Article 2 : L'expert accomplira sa mission dans les conditions prévues aux articles R. 621-2 à R. 621-14 du code de justice administrative. Il ne pourra recourir à un sapiteur sans l’autorisation préalable du président du tribunal administratif.
Article 3 : Préalablement à toute opération, l’expert prêtera serment dans les formes prévues à l’article R. 621-3 du code de justice administrative.
Article 4 : L’expertise aura lieu en présence de Mme B... et M. F..., du Département de l’Isère et de la communauté d’agglomération Vienne-Condrieu agglomération.
Article 5 : La commune de Jardin est mise hors de cause.
Article 6 : L’expert déposera son rapport au greffe sous forme électronique par le biais de la plateforme transfert pro dans le délai de six mois à compter de la notification de la présente ordonnance, accompagné de l’état de ses vacations, frais et débours.
Article 7 : L'expert notifiera son rapport aux parties dans les conditions prévues à l’article R. 621-9 du code de justice administrative.

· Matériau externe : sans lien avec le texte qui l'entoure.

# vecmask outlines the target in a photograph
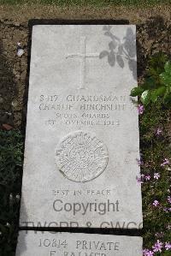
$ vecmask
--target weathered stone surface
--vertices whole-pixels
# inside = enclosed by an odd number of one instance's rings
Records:
[[[142,226],[135,26],[35,26],[21,226]]]
[[[142,256],[142,238],[21,231],[16,256]]]

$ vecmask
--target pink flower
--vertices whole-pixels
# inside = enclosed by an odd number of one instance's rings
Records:
[[[159,201],[157,200],[154,200],[154,202],[152,203],[153,206],[156,207],[159,205]]]
[[[170,230],[171,229],[171,225],[168,225],[167,229]]]
[[[162,243],[157,240],[156,244],[154,245],[154,247],[152,247],[153,248],[153,252],[157,253],[157,252],[162,252]]]
[[[163,163],[161,164],[161,166],[164,166],[169,164],[170,164],[169,160],[168,158],[164,158]]]
[[[160,174],[158,172],[156,172],[154,174],[154,179],[158,180],[160,178]]]
[[[165,242],[165,249],[167,251],[170,250],[171,249],[171,243],[170,242]]]
[[[154,255],[154,252],[150,251],[148,249],[144,249],[144,250],[143,250],[143,255],[144,256],[153,256]]]
[[[150,176],[147,175],[146,176],[144,176],[144,178],[145,178],[146,181],[150,181]]]
[[[156,134],[157,136],[160,136],[160,135],[162,134],[162,130],[161,128],[158,128],[157,130],[156,130]]]
[[[153,256],[153,255],[154,255],[154,252],[152,252],[152,251],[149,251],[147,253],[147,256]]]
[[[156,233],[155,235],[156,235],[156,237],[163,237],[163,236],[164,236],[164,233],[163,233],[163,232]]]
[[[142,183],[143,183],[143,180],[142,180],[142,177],[141,177],[141,176],[140,176],[140,177],[136,176],[136,180],[137,180],[138,183],[139,183],[139,184],[142,184]]]
[[[144,111],[144,105],[139,104],[138,106],[138,112],[139,115],[142,115]]]
[[[138,163],[139,166],[141,166],[141,165],[144,164],[144,162],[143,162],[143,160],[141,158],[140,159],[137,159],[137,163]]]
[[[170,195],[168,196],[168,203],[171,204],[171,196]]]
[[[163,211],[164,211],[165,212],[168,212],[168,208],[164,207],[164,208],[163,208]]]

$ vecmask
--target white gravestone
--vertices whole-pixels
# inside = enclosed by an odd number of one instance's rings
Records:
[[[142,228],[135,26],[32,29],[21,226]]]
[[[16,256],[142,256],[142,238],[21,231]]]

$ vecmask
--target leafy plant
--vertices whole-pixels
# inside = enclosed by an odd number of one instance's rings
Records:
[[[131,96],[139,96],[144,105],[159,98],[164,104],[171,104],[171,61],[165,54],[159,52],[150,58],[144,82],[134,87]]]
[[[23,136],[0,130],[0,255],[15,256],[23,162]]]

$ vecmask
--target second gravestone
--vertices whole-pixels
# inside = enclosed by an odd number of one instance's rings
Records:
[[[135,26],[34,26],[21,226],[142,228]]]

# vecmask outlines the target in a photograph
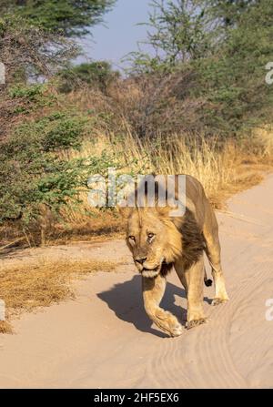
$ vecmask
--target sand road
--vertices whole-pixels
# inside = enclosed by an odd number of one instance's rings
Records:
[[[212,307],[205,288],[209,323],[167,338],[145,314],[125,243],[86,243],[83,255],[126,258],[126,267],[15,321],[16,334],[0,336],[0,387],[273,388],[273,177],[232,198],[228,211],[217,219],[230,301]],[[162,306],[185,319],[175,271]]]

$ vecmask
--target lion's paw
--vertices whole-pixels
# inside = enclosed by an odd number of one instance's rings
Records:
[[[180,336],[183,333],[183,326],[180,323],[177,323],[174,327],[171,328],[170,336],[176,337]]]
[[[199,320],[192,320],[187,322],[187,329],[190,330],[191,328],[197,327],[198,325],[201,325],[202,323],[207,323],[207,318],[200,318]]]
[[[228,301],[228,298],[215,298],[213,299],[211,305],[216,306],[216,305],[219,305],[219,304],[223,304],[224,302]]]

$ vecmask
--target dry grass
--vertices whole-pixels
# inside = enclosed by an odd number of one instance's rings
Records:
[[[72,281],[89,273],[109,272],[121,264],[114,261],[56,260],[39,259],[33,264],[0,269],[0,292],[6,307],[6,321],[0,321],[0,333],[12,333],[10,321],[23,311],[48,307],[74,298]]]
[[[126,127],[123,125],[123,127]],[[228,198],[261,181],[265,172],[273,167],[272,131],[259,131],[251,141],[238,143],[228,140],[219,143],[195,135],[174,134],[168,137],[140,140],[127,129],[126,136],[118,142],[115,135],[100,135],[94,147],[86,141],[81,152],[73,157],[88,157],[108,151],[118,156],[122,151],[121,173],[190,174],[204,186],[206,193],[217,209],[223,208]],[[115,143],[112,140],[115,139]],[[83,195],[83,207],[87,206]],[[86,204],[85,204],[86,202]],[[65,216],[75,224],[74,230],[92,229],[92,236],[116,236],[120,232],[120,219],[116,213],[95,210],[90,220],[79,212],[68,210]]]

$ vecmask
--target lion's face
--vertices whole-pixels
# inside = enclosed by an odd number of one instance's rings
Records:
[[[181,236],[174,224],[156,209],[134,209],[128,217],[126,243],[144,277],[156,277],[175,261]]]

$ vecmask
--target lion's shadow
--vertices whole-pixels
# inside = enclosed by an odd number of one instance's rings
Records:
[[[144,310],[141,293],[141,276],[134,276],[129,281],[118,283],[113,289],[97,294],[98,298],[106,302],[116,315],[122,321],[133,323],[137,330],[153,333],[160,337],[167,335],[152,328]],[[160,306],[177,316],[178,321],[185,325],[187,310],[175,303],[176,297],[186,298],[183,288],[167,282],[164,298]]]

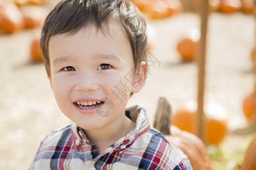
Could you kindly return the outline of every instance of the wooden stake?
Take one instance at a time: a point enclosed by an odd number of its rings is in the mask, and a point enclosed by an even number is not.
[[[253,14],[254,15],[254,19],[255,19],[255,24],[256,25],[256,0],[254,0],[254,7],[253,8]],[[255,32],[255,48],[256,48],[256,29]],[[254,120],[253,120],[253,126],[254,129],[256,129],[256,53],[254,53],[254,108],[253,110],[254,114]]]
[[[200,14],[201,16],[201,39],[197,56],[198,64],[198,90],[197,114],[196,116],[196,134],[203,141],[204,133],[204,95],[205,73],[205,54],[207,35],[207,23],[208,18],[209,3],[208,0],[200,0]]]

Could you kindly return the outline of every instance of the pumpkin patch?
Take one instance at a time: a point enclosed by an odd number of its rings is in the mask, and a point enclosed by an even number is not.
[[[189,101],[183,104],[174,114],[172,124],[183,130],[196,134],[196,114],[197,105],[195,101]],[[204,127],[206,142],[217,144],[224,138],[227,131],[227,120],[225,109],[217,103],[205,106]]]

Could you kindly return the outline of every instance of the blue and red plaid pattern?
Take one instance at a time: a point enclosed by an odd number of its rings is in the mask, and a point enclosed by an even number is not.
[[[100,155],[71,121],[42,141],[29,169],[192,169],[181,150],[150,128],[145,109],[134,107],[126,114],[135,127]]]

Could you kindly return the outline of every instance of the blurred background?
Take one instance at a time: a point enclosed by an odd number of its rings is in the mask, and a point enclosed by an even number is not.
[[[146,84],[127,107],[144,107],[153,125],[158,100],[165,97],[172,124],[195,134],[200,1],[132,1],[146,19],[150,56],[158,64],[148,61]],[[27,169],[46,135],[69,124],[39,49],[43,21],[58,2],[0,0],[0,169]],[[254,7],[253,0],[209,1],[203,128],[213,169],[256,164],[244,158],[255,129]],[[256,157],[254,148],[249,157]]]

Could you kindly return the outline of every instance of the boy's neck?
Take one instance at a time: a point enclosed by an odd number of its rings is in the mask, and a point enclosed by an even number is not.
[[[134,126],[134,122],[125,116],[118,121],[97,130],[84,130],[90,143],[95,144],[100,154],[109,146],[126,135]]]

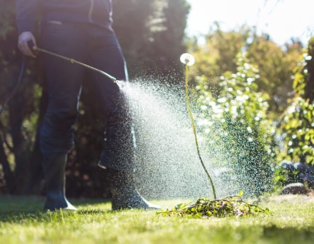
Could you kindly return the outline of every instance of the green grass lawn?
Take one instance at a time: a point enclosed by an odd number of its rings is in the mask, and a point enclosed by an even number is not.
[[[314,197],[268,200],[259,204],[270,215],[205,219],[111,212],[101,200],[73,200],[77,213],[49,213],[40,211],[41,198],[0,196],[0,243],[314,243]]]

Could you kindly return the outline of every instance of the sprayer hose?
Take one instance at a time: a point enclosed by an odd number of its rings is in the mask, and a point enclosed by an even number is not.
[[[211,175],[210,173],[207,171],[206,167],[205,166],[205,164],[204,164],[204,162],[202,159],[202,157],[201,157],[201,154],[200,153],[199,147],[198,146],[198,142],[197,140],[197,134],[196,134],[196,128],[195,127],[195,124],[194,123],[194,119],[193,118],[193,114],[192,114],[192,111],[191,109],[191,105],[190,104],[190,99],[189,98],[189,89],[188,89],[188,83],[189,83],[189,66],[186,65],[185,65],[185,99],[186,100],[186,106],[187,106],[187,110],[189,110],[189,114],[190,114],[190,118],[191,119],[191,121],[192,124],[192,128],[193,129],[193,133],[194,134],[194,138],[195,139],[195,145],[196,145],[196,149],[197,149],[197,154],[198,155],[198,157],[201,161],[201,163],[202,164],[202,166],[203,166],[203,168],[204,169],[204,171],[206,173],[207,178],[210,180],[210,182],[211,182],[211,185],[212,185],[212,189],[213,189],[213,193],[214,194],[214,200],[217,199],[217,196],[216,194],[216,190],[215,189],[215,186],[214,185],[214,182],[213,182],[213,179],[212,177],[211,177]]]

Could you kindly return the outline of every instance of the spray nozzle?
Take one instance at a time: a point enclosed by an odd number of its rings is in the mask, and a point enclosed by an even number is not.
[[[190,53],[183,53],[181,55],[180,58],[180,61],[182,64],[187,65],[188,66],[192,66],[195,63],[195,59],[193,55]]]

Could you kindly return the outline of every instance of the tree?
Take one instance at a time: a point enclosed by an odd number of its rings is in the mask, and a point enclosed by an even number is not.
[[[236,72],[237,53],[245,51],[250,63],[260,70],[259,90],[268,95],[269,109],[278,116],[287,107],[287,99],[293,96],[291,77],[301,52],[301,43],[294,40],[285,50],[269,36],[259,36],[246,26],[227,32],[222,31],[218,24],[216,28],[206,35],[204,45],[190,42],[190,49],[198,61],[192,68],[194,76],[202,74],[210,78],[208,86],[219,93],[220,76],[226,71]]]

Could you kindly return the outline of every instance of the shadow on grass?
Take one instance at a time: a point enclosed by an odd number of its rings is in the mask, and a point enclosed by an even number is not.
[[[303,227],[300,227],[299,229],[292,227],[282,228],[276,226],[265,227],[263,229],[263,238],[268,240],[276,238],[284,239],[288,243],[290,243],[289,240],[295,239],[314,241],[313,230]]]
[[[21,197],[6,196],[0,199],[0,222],[47,222],[61,221],[62,218],[84,215],[97,215],[111,212],[94,209],[93,205],[109,203],[109,199],[71,199],[71,202],[79,209],[90,207],[92,209],[78,211],[59,210],[46,211],[43,210],[45,198],[38,197]]]

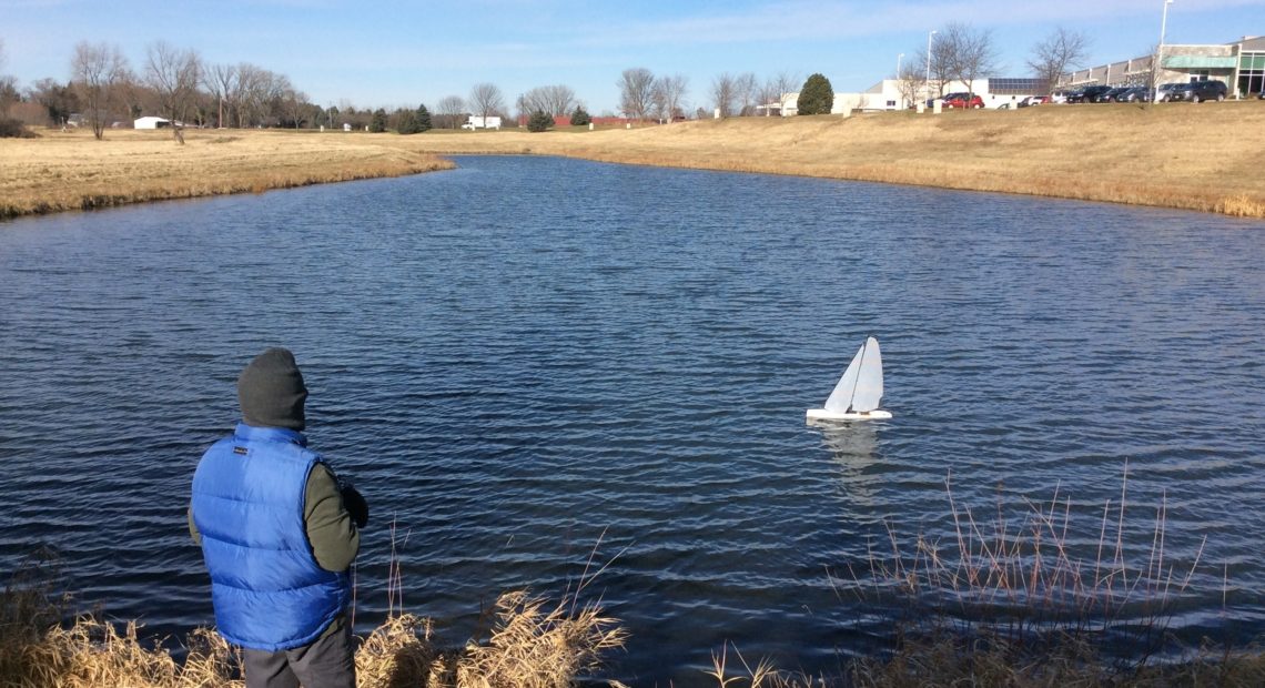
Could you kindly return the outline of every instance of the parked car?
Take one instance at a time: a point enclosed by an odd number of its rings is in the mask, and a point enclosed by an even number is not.
[[[1116,102],[1147,102],[1150,101],[1151,90],[1146,86],[1133,86],[1132,89],[1126,89],[1125,92],[1116,96]]]
[[[1098,102],[1098,99],[1111,90],[1111,86],[1087,86],[1085,90],[1080,92],[1080,102]]]
[[[984,99],[974,94],[949,94],[945,96],[945,108],[970,108],[978,110],[984,106]]]
[[[1226,82],[1209,78],[1207,81],[1192,81],[1179,83],[1169,91],[1169,100],[1199,102],[1200,100],[1226,100]]]
[[[1160,87],[1157,90],[1159,97],[1156,100],[1159,100],[1160,102],[1168,102],[1173,100],[1173,90],[1179,89],[1182,86],[1185,86],[1185,83],[1160,83]]]
[[[1085,86],[1068,94],[1068,102],[1094,102],[1095,97],[1111,90],[1111,86]]]
[[[1098,94],[1098,96],[1094,97],[1094,102],[1120,102],[1120,95],[1128,89],[1128,86],[1117,86],[1109,91]]]

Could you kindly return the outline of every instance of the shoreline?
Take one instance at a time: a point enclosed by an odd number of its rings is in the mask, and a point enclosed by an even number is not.
[[[398,135],[40,132],[0,139],[0,219],[395,177],[441,156],[536,154],[621,164],[897,183],[1265,218],[1265,102],[1040,106],[941,115],[734,118],[632,129]]]

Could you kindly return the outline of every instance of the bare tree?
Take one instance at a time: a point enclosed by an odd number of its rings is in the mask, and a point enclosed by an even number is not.
[[[970,92],[975,92],[977,78],[996,68],[997,51],[989,29],[955,22],[945,27],[937,44],[944,47],[949,77],[965,83]]]
[[[937,32],[939,33],[939,32]],[[942,38],[931,43],[931,58],[927,58],[927,52],[920,49],[918,54],[915,57],[915,62],[921,64],[923,68],[923,85],[927,87],[927,95],[931,95],[932,89],[936,91],[937,97],[945,95],[945,89],[949,86],[949,81],[954,78],[953,76],[953,48]],[[927,82],[926,80],[931,81]]]
[[[799,89],[803,83],[803,77],[796,72],[778,72],[775,76],[769,77],[764,82],[762,89],[762,99],[764,105],[778,104],[778,110],[786,110],[787,100],[791,94]],[[764,111],[765,115],[770,114],[772,108]]]
[[[473,114],[487,118],[505,110],[505,99],[501,96],[501,90],[496,87],[495,83],[476,83],[471,89],[471,109],[474,110]]]
[[[223,129],[224,125],[224,108],[229,110],[229,118],[233,116],[234,99],[238,95],[238,70],[233,64],[213,64],[202,75],[202,81],[206,83],[206,89],[215,96],[216,109],[219,110],[219,119],[215,125]]]
[[[125,80],[128,62],[116,46],[81,40],[71,58],[71,83],[85,109],[92,135],[105,134],[105,120],[118,100],[116,89]]]
[[[686,97],[686,89],[689,80],[683,75],[660,76],[654,80],[653,100],[654,109],[659,113],[659,119],[672,121],[678,116],[684,116],[682,100]]]
[[[735,90],[736,86],[734,83],[734,76],[729,72],[725,72],[712,80],[712,102],[716,104],[716,111],[720,113],[721,118],[727,118],[734,114]]]
[[[548,113],[554,116],[571,114],[576,109],[576,91],[569,86],[536,86],[519,96],[519,111]]]
[[[624,70],[615,83],[620,87],[620,110],[625,116],[645,119],[654,105],[654,75],[645,67]]]
[[[922,97],[927,86],[927,72],[923,64],[902,64],[901,73],[896,75],[896,90],[901,94],[902,108],[904,104],[915,104]]]
[[[307,94],[296,91],[293,87],[288,87],[282,92],[281,102],[285,108],[286,119],[295,123],[295,132],[297,132],[299,125],[302,124],[305,119],[304,115],[310,111]]]
[[[745,72],[734,77],[734,104],[737,106],[737,116],[745,118],[755,114],[756,91],[759,82],[755,75]]]
[[[0,38],[0,70],[4,70],[5,56],[4,56],[4,39]],[[18,102],[20,95],[18,94],[18,80],[11,76],[5,76],[0,73],[0,118],[9,116],[9,108]]]
[[[466,101],[462,96],[448,96],[435,105],[435,126],[440,129],[457,129],[462,125],[462,115],[466,114]]]
[[[197,95],[201,72],[202,61],[196,51],[181,51],[163,40],[149,46],[145,81],[157,92],[159,108],[171,120],[172,137],[181,145],[185,144],[181,129]]]
[[[1028,67],[1037,78],[1045,81],[1046,91],[1052,91],[1063,75],[1069,68],[1084,62],[1088,56],[1089,38],[1080,32],[1059,27],[1054,29],[1054,33],[1032,46]]]

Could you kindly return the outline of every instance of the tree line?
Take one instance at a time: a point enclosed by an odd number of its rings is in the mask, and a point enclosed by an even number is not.
[[[932,35],[929,51],[915,52],[915,58],[899,70],[897,80],[908,101],[936,92],[942,96],[950,82],[960,81],[974,89],[977,80],[997,70],[997,51],[989,30],[951,23]],[[1027,64],[1036,78],[1049,85],[1083,61],[1088,53],[1084,34],[1059,28],[1040,40]],[[0,70],[4,67],[4,44],[0,42]],[[215,128],[342,128],[400,133],[417,133],[431,128],[457,129],[469,115],[479,118],[509,116],[505,95],[490,82],[476,83],[468,97],[449,95],[435,108],[358,109],[348,100],[323,108],[310,101],[286,75],[250,62],[207,63],[194,49],[182,49],[166,42],[147,47],[144,62],[133,68],[118,46],[82,40],[75,46],[70,61],[70,78],[42,78],[24,92],[11,76],[0,73],[0,120],[18,114],[28,124],[43,120],[66,125],[91,126],[96,138],[115,123],[124,123],[144,113],[158,114],[172,123],[172,135],[181,139],[181,125]],[[624,70],[616,81],[620,91],[619,111],[631,120],[669,123],[691,116],[769,115],[772,108],[784,108],[788,94],[801,91],[799,113],[829,113],[834,97],[829,80],[812,75],[802,80],[792,72],[759,78],[751,72],[721,73],[706,86],[702,102],[689,111],[689,80],[681,75],[654,75],[644,67]],[[822,95],[826,94],[826,95]],[[806,101],[803,96],[808,96]],[[825,105],[822,105],[822,99]],[[589,120],[583,101],[565,85],[538,86],[515,99],[517,119],[530,121],[535,115],[571,116],[576,124]],[[545,119],[535,118],[536,123]]]

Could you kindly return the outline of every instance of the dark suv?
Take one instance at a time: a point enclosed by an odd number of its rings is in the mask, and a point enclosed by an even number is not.
[[[1221,101],[1226,100],[1226,91],[1225,81],[1217,81],[1216,78],[1192,81],[1169,91],[1169,100],[1189,100],[1190,102],[1199,102],[1200,100]]]
[[[1112,89],[1112,86],[1085,86],[1079,92],[1068,94],[1068,102],[1094,102]]]

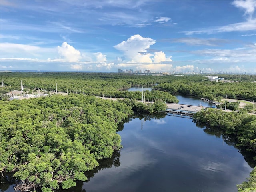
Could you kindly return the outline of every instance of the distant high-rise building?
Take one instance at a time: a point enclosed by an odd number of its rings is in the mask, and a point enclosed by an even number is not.
[[[150,73],[150,70],[149,69],[146,69],[145,70],[145,73]]]

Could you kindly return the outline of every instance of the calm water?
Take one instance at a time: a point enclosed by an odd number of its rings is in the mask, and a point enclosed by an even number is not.
[[[191,119],[136,118],[118,133],[118,166],[95,174],[85,191],[233,192],[252,170],[237,149]]]
[[[200,102],[177,97],[179,103]],[[58,191],[233,192],[252,170],[220,132],[197,127],[191,119],[164,115],[146,118],[131,118],[120,125],[124,148],[87,173],[88,181]],[[14,185],[3,182],[1,191],[14,191]]]
[[[152,87],[143,87],[143,90],[148,90],[150,91],[151,91]],[[133,87],[127,90],[129,91],[142,91],[142,87]],[[215,106],[216,105],[212,104],[210,102],[204,102],[203,100],[200,101],[200,98],[196,98],[194,97],[185,96],[182,95],[179,95],[176,94],[177,99],[179,100],[179,104],[183,104],[184,105],[196,105],[198,106],[198,105],[201,104],[204,107],[212,107]]]

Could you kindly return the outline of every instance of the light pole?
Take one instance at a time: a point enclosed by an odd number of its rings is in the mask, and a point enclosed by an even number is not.
[[[176,94],[175,94],[175,93],[174,93],[173,94],[174,95],[175,95],[175,104],[176,104],[176,100],[177,100],[176,99],[177,97],[176,97]]]

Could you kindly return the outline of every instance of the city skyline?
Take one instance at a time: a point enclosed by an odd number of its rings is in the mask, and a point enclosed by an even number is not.
[[[256,73],[256,1],[0,2],[0,70]]]

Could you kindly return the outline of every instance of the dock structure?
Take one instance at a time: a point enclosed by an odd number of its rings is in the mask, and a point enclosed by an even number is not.
[[[185,111],[183,110],[177,110],[176,109],[166,109],[165,112],[167,113],[175,113],[176,114],[182,114],[186,115],[193,115],[196,112],[194,111]]]
[[[179,117],[192,118],[193,116],[196,112],[194,111],[185,111],[184,110],[177,110],[176,109],[166,109],[164,112],[168,115],[172,116],[178,116]]]

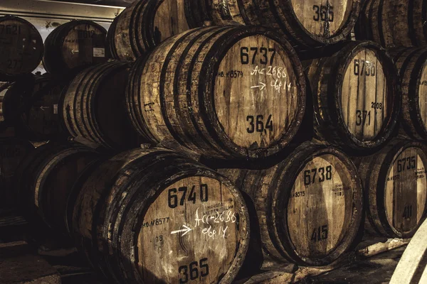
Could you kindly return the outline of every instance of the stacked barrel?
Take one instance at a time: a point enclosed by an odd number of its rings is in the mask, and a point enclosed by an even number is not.
[[[401,82],[399,139],[358,161],[369,229],[392,237],[412,236],[426,218],[426,5],[423,1],[367,1],[355,28],[357,38],[387,50]]]
[[[60,26],[50,74],[0,70],[16,136],[2,185],[117,283],[231,283],[263,260],[325,266],[364,236],[411,237],[427,51],[398,43],[423,42],[423,4],[387,30],[398,1],[317,2],[142,0],[107,34]]]

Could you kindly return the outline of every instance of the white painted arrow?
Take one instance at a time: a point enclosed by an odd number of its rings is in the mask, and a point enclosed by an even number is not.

Avec leur accord, cette notification pourra s’opérer sous forme électronique.
Article 8 : Le surplus des conclusions de la requête est rejeté.
Article 9 : La présente ordonnance sera notifiée à Mme C... B... et M. E... F..., au Département de l’Isère, à la communauté d’agglomération Vienne-Condrieu agglomération, à la commune de Jardin et à l’expert.
Fait à Grenoble, le 1er avril 2026.
La juge des référés,
M. D...
La République mande et ordonne à la préfète de l’Isère en ce qui la concerne ou à tous commissaires de justice à ce requis en ce qui concerne les voies de droit commun contre les parties privées, de pourvoir à l'exécution de la présente décision.